The percentage of white Christians in the US has drastically declined due to immigration and growing numbers of people who identify as religiously unaffiliated, according to a new survey.
The poll from the Public Religion Research Institute (PRRI) found that just 43 per cent of Americans now identify as white and Christian, a significant drop from the 81 per cent of Americans who identified as white Christians in 1976.
Overall, Christians remain a large majority in the United States, at nearly 70 percent of Americans. Unaffiliated Americans - people who say they have no particular religious affiliation - make up 24 percent of Americans overall.
The drop occurred across the spectrum of denominations, including white mainline Protestant denominations such as Presbyterians and Lutherans. The survey also found a decline among white evangelicals; about 17 percent of Americans now identify as white evangelical, compared to 23 percent a decade ago, according to the survey.
Among American Catholics, 55 percent now identify as white, compared to 87 percent 25 years ago, amid the growing presence of Latino Catholics, according to the report.
"This report provides solid evidence of a new, second wave of white Christian decline that is occurring among white evangelical Protestants just over the last decade in the US," said Robert P Jones, the PRRI's CEO and author of The End of White Christian America.
"Prior to 2008, white evangelical Protestants seemed to be exempt from the waves of demographic change and disaffiliation that were eroding the membership bases of white mainline Protestants and white Catholics. We now see that these waves simply crested later for white evangelical Protestants."
Dan Cox, PRRI research director, explained that the rise of non-Christian groups is influenced by immigration and the fact that people who immigrate tend to be younger, and religious disaffiliation, which also affects the younger generation.
"The young are much less likely to believe this is a 'Christian nation' or to give preference to Christian identity.
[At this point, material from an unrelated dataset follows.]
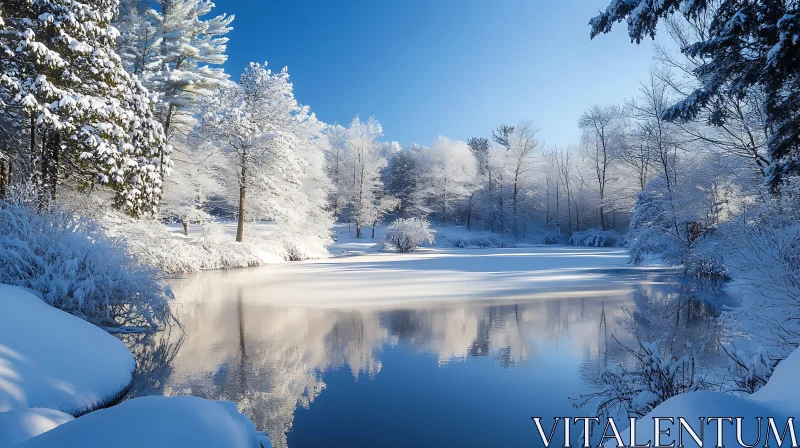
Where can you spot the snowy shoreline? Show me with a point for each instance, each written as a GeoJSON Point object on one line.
{"type": "Point", "coordinates": [62, 381]}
Young people and seniors are basically inhabiting different religious worlds," he said.
The PRRI survey of more than 100,000 people was conducted from January 2016 to January of this year and has a margin of error of plus or minus 0.4 percentage points.
The study's findings corroborate those of the Pew Research Center, which in 2015 found that the number of white Christians in the US had fallen to 46 per cent from a 55 percent majority as recently as 2007.
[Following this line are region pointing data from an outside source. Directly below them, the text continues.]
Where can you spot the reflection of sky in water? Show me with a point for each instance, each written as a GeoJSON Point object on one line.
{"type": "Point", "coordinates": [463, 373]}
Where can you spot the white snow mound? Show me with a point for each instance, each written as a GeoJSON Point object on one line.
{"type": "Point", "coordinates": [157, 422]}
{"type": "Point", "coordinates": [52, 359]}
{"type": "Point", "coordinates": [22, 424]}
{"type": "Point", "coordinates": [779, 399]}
The Pew survey also found that overall, the "Christian share of the U.S. population is declining," as there are 5 million fewer Christians across the United States than there were in 2007, and millions more who identify as atheist.
Christianity Today contributor Ed Stetzer explained that the statistics "are simply starting to show a clearer picture of what American Christianity is becoming-less nominal, more defined, and more outside of the mainstream of American culture."
He wrote, "For example, the cultural cost of calling yourself 'Christian' is starting to outweigh the cultural benefit, so those who do not identify as a 'Christian' according to their convictions are starting to identify as "nones" because it's more culturally savvy.
Because of this, the statistics show (on the surface) that Christianity in America is experiencing a sharp decline. However, that's the path of those who don't read beyond the surface. If there remains a relatively stable church-engaged, convictional minority, and there is a big movement on self-identification, that means that the middle is going away."
Stetzer concluded, "Christianity is, and will continue, to lose its home field advantage; no one can (or should) deny this. However, the numerical decline of self-identified American Christianity is more of a purifying bloodletting than it is an arrow to the heart of the church."